Swiss Finance Minister Eveline Widmer-Schlumpf delivered a similar message, emphasizing Switzerland’s independence from the EU.
"We are not part of the European Union and decide independently. But obviously, we also have to find a solution with the EU," Widmer-Schlumpf told Swiss newspaper Finanz und Wirtschaft on Saturday.
Luxembourg Prime Minister Jean-Claude Juncker announced Wednesday that starting in 2015, the country would share personal bank account details of EU citizens, which will bring to light any illegitimate business or money laundering. Juncker hopes this new regulation will foster greater transparency in the banking industry as well as minimize tax evasion.
The ‘Swiss bank account’ has recently come under fire, as the EU and US lead a campaign against untaxed funds, but Swiss officials continue to refuse an automatic exchange of information.
Many foreigners profit from the policies of Swiss banking, making it a desirable destination to stash untaxed money. President Maurer believes account information is ‘comparable’ to medical confidentiality, and should remain private.
"The state must absolutely respect the private sphere," said Maurer.
Like Luxembourg, Switzerland is a banking economy, but Swiss officials don’t feel it should be forced to comply with EU measures. American and Asian financial centers have also rejected the automatic exchange of information as "not the best option to combat tax evasion," instead advocating the Swiss model of the flat tax.

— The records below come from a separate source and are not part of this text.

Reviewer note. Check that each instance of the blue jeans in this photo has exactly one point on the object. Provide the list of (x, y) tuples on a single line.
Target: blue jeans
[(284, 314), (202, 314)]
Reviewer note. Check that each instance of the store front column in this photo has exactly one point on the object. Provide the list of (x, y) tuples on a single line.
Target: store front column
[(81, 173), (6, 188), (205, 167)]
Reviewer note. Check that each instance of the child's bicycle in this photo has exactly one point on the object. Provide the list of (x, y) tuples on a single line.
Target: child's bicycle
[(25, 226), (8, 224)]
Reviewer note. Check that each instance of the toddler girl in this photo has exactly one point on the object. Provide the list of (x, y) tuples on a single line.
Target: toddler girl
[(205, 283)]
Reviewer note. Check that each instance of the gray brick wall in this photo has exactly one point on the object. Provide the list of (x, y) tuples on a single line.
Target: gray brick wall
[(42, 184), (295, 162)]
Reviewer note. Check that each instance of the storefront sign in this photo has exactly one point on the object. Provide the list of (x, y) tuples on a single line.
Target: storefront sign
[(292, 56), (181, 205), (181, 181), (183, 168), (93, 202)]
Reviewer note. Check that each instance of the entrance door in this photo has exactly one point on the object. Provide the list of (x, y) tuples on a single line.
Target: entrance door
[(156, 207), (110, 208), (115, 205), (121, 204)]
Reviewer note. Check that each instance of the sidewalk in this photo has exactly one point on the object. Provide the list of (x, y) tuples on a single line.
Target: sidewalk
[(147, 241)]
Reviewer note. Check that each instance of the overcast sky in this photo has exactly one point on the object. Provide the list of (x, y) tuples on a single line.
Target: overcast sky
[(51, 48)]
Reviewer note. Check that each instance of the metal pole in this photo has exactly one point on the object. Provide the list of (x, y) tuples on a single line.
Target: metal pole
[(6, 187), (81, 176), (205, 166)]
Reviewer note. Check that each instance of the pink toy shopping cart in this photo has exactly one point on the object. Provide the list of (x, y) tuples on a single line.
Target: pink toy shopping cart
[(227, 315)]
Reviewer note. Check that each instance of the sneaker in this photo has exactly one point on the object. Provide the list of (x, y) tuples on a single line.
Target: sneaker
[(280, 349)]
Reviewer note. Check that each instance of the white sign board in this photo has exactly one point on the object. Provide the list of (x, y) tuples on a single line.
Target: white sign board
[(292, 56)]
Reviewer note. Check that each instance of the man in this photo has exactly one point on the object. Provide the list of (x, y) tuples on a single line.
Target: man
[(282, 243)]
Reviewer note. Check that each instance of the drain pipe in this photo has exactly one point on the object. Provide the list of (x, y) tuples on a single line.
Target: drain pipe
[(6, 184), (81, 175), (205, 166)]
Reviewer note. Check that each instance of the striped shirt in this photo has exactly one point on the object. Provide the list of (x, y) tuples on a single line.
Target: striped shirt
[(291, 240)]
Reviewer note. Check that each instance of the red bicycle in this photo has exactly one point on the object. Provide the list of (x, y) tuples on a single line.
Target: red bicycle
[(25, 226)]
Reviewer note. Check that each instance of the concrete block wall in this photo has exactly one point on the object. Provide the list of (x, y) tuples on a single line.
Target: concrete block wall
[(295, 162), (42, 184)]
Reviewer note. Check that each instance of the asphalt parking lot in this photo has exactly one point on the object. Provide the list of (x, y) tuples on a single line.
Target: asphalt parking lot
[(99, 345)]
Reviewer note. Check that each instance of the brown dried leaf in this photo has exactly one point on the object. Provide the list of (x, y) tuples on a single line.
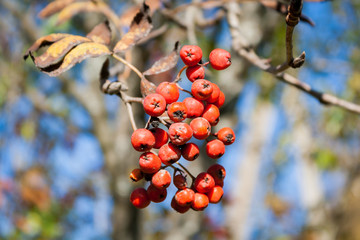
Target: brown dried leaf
[(44, 41), (101, 33), (146, 87), (129, 15), (77, 55), (75, 8), (54, 7), (165, 63), (140, 28), (58, 50)]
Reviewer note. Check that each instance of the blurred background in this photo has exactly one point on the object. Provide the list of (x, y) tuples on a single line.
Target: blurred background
[(293, 172)]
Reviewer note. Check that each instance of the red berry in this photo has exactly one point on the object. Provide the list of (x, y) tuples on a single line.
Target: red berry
[(195, 72), (215, 94), (226, 135), (180, 181), (220, 101), (136, 175), (218, 173), (220, 59), (177, 207), (201, 89), (169, 91), (215, 148), (184, 197), (201, 128), (190, 54), (212, 114), (155, 194), (149, 162), (169, 153), (201, 201), (142, 140), (154, 104), (190, 151), (161, 179), (161, 137), (215, 194), (204, 182), (194, 107), (139, 198), (180, 133), (177, 111)]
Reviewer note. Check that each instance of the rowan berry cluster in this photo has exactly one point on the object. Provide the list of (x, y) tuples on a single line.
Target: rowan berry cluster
[(193, 117)]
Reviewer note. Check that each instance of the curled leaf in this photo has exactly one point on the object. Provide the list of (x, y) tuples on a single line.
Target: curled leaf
[(77, 55), (165, 63), (58, 50), (74, 8), (146, 87), (45, 41), (54, 7), (140, 28), (101, 33)]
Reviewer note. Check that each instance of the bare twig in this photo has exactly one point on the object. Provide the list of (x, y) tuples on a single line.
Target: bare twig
[(242, 48)]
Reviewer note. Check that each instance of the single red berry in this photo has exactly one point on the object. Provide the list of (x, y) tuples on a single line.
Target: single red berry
[(161, 137), (204, 182), (169, 91), (154, 104), (201, 128), (194, 107), (220, 101), (190, 151), (214, 95), (218, 173), (201, 201), (177, 111), (139, 198), (155, 194), (169, 153), (220, 59), (149, 162), (185, 197), (148, 176), (136, 175), (201, 89), (226, 135), (215, 194), (190, 54), (180, 133), (215, 148), (180, 181), (161, 179), (177, 207), (142, 140), (195, 72), (212, 114)]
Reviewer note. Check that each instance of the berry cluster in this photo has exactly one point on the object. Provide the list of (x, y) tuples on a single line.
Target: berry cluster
[(193, 117)]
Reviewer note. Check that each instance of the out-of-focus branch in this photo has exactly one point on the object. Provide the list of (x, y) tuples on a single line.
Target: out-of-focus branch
[(241, 46), (292, 19)]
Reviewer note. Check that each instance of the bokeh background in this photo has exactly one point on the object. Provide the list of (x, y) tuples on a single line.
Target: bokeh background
[(293, 172)]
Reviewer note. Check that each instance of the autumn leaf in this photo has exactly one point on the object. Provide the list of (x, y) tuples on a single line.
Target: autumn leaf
[(45, 41), (101, 33), (165, 63), (58, 50), (140, 28), (77, 55), (54, 7)]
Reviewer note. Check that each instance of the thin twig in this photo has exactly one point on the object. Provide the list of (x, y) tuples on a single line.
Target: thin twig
[(132, 67)]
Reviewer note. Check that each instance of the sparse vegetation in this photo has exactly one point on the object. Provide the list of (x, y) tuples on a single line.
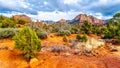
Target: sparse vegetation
[(8, 32), (27, 42), (82, 38), (64, 32)]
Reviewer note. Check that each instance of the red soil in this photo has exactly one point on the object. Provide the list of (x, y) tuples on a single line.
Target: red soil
[(12, 59)]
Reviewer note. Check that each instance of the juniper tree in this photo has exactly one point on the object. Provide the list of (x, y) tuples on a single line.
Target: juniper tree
[(27, 42)]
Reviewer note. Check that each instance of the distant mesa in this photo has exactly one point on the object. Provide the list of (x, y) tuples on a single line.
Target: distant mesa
[(82, 17), (62, 21), (22, 17)]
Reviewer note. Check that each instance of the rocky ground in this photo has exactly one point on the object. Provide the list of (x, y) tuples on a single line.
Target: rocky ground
[(58, 54)]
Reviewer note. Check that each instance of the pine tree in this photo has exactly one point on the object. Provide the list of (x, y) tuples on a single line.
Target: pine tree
[(27, 42)]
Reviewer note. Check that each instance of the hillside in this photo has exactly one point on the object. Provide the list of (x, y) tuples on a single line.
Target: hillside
[(82, 17)]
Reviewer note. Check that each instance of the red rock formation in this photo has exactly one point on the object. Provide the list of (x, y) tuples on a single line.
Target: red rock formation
[(82, 17), (22, 17)]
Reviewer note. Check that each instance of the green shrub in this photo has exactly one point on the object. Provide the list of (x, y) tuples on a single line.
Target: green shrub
[(41, 35), (65, 39), (8, 32), (64, 32), (82, 38), (78, 37), (27, 41)]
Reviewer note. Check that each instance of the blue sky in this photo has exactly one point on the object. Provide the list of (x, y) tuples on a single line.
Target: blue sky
[(59, 9)]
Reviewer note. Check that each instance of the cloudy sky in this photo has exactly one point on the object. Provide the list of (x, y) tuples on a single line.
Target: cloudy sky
[(58, 9)]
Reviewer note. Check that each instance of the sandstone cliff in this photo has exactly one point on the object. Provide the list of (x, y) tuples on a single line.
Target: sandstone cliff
[(82, 17)]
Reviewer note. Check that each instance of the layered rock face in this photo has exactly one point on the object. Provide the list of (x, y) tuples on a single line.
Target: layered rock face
[(22, 17), (82, 17)]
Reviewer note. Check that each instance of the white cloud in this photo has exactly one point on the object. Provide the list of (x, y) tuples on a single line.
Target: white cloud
[(14, 3), (70, 1)]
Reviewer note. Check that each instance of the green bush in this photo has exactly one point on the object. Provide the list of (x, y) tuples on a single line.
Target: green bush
[(65, 39), (82, 38), (6, 22), (78, 37), (27, 41), (8, 32), (42, 35), (64, 32)]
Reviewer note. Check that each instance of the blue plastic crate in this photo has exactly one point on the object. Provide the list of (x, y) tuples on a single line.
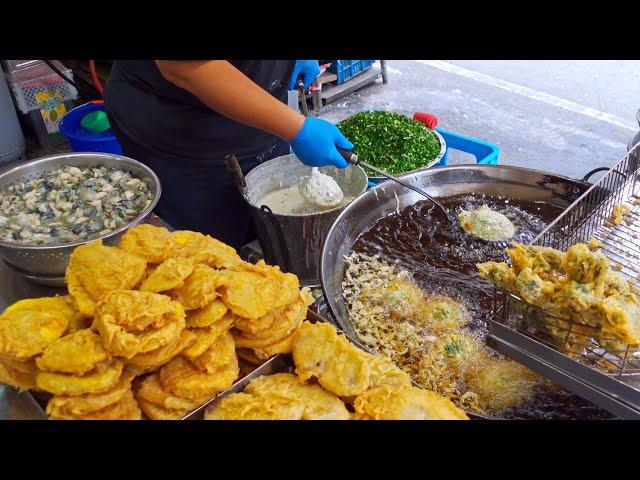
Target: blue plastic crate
[(345, 69)]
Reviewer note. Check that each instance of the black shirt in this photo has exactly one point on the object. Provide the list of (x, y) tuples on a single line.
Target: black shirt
[(170, 121)]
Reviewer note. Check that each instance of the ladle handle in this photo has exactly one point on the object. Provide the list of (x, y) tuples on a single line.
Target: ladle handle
[(353, 158), (236, 173)]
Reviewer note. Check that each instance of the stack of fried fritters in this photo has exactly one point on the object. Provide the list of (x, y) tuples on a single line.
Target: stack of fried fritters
[(346, 375), (159, 307)]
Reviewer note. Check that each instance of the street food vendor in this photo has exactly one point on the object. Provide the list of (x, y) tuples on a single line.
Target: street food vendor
[(181, 118)]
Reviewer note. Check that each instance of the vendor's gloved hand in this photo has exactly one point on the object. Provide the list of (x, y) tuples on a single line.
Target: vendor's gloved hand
[(316, 142), (309, 69)]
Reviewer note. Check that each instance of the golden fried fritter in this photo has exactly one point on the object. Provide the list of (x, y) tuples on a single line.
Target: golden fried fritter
[(220, 358), (199, 288), (77, 353), (102, 378), (341, 367), (156, 412), (150, 361), (205, 337), (255, 292), (125, 408), (279, 322), (502, 384), (279, 388), (183, 379), (204, 249), (23, 366), (154, 244), (283, 345), (207, 315), (25, 333), (123, 310), (405, 403), (95, 269), (17, 379), (168, 275), (136, 311), (243, 406), (248, 355), (68, 406), (151, 391)]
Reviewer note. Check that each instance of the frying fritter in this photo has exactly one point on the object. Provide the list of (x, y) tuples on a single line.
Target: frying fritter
[(67, 406), (95, 269), (25, 333), (150, 361), (77, 353), (199, 288), (151, 391), (286, 388), (183, 379), (243, 406), (207, 315), (486, 224), (168, 275), (156, 412), (220, 359), (502, 384), (102, 378), (154, 244), (340, 367), (405, 403), (204, 249), (17, 379), (254, 290), (125, 408), (122, 308)]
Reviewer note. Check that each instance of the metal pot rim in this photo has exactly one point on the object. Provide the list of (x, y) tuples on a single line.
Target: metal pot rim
[(443, 150), (134, 221)]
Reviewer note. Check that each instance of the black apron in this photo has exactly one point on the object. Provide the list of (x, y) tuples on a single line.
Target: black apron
[(185, 142)]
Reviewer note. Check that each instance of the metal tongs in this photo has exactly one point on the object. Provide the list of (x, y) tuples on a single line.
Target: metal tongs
[(353, 159)]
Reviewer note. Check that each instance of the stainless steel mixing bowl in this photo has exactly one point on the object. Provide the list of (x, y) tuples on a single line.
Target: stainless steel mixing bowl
[(46, 264)]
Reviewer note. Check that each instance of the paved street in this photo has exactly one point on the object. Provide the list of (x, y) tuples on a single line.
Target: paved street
[(560, 116)]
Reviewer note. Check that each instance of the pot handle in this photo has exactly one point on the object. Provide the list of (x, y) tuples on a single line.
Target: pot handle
[(600, 169), (236, 173)]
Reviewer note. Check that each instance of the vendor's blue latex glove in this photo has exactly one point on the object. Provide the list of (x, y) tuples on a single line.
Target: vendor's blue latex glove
[(309, 69), (316, 142)]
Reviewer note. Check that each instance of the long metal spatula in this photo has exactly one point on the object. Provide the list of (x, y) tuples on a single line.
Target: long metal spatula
[(353, 158)]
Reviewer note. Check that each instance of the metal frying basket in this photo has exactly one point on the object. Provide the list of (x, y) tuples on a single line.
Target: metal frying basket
[(567, 350)]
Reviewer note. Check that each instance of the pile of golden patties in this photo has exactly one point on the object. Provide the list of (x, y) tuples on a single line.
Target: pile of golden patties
[(333, 380), (149, 325)]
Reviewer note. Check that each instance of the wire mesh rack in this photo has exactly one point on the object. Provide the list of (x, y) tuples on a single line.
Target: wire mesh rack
[(575, 351)]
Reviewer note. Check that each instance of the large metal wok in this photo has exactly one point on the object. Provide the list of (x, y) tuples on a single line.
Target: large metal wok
[(388, 197)]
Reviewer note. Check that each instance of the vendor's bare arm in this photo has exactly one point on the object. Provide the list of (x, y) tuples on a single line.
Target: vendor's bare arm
[(228, 91)]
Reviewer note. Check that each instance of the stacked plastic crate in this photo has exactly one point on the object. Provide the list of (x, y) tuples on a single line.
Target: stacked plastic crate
[(41, 96)]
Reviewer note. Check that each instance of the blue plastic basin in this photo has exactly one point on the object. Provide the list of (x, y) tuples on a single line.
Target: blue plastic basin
[(81, 139)]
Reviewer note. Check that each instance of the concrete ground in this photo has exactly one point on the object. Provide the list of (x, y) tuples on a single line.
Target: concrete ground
[(565, 117)]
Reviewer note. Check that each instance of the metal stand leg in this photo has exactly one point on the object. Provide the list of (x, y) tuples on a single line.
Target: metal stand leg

"The banking center’s strength also has to do with Switzerland's political stability, its reliability and its credibility."
Swiss officials have reached a unifying consensus that the
financial center will not adopt any of the banking secrecy policies
of their EU neighbors.
It is “dangerous time for Switzerland (but) unlike Luxembourg, Switzerland is not part of the EU,” said Maurer.
When the IMF announced the Cyprus bailout package, managing director Christine Lagarde asserted the crisis was driven by the bloated banking sector, which exceeds the country’s GDP by a factor of 7- and for this reason, was ‘unsustainable’. Luxembourg’s banking sectors exceeds its GDP by a factor of 23.
Cyprus isn’t the only country in the EU with a grossly disproportionate banking sector. Austria, Luxembourg, and Malta also have big banking sectors, relative to their GDP.
Luxembourg is the largest international private banking sector
in Europe and home to over 150 banks, including the European
Investment Bank- a financial institution of the EU. Along with
Austria, it has often been referred to as one of the Eurozone’s
biggest champions of banking secrecy.
A founder member of the euro, Luxembourg will now ‘open’ information on its assets, which total more than $1 trillion, to other EU member states.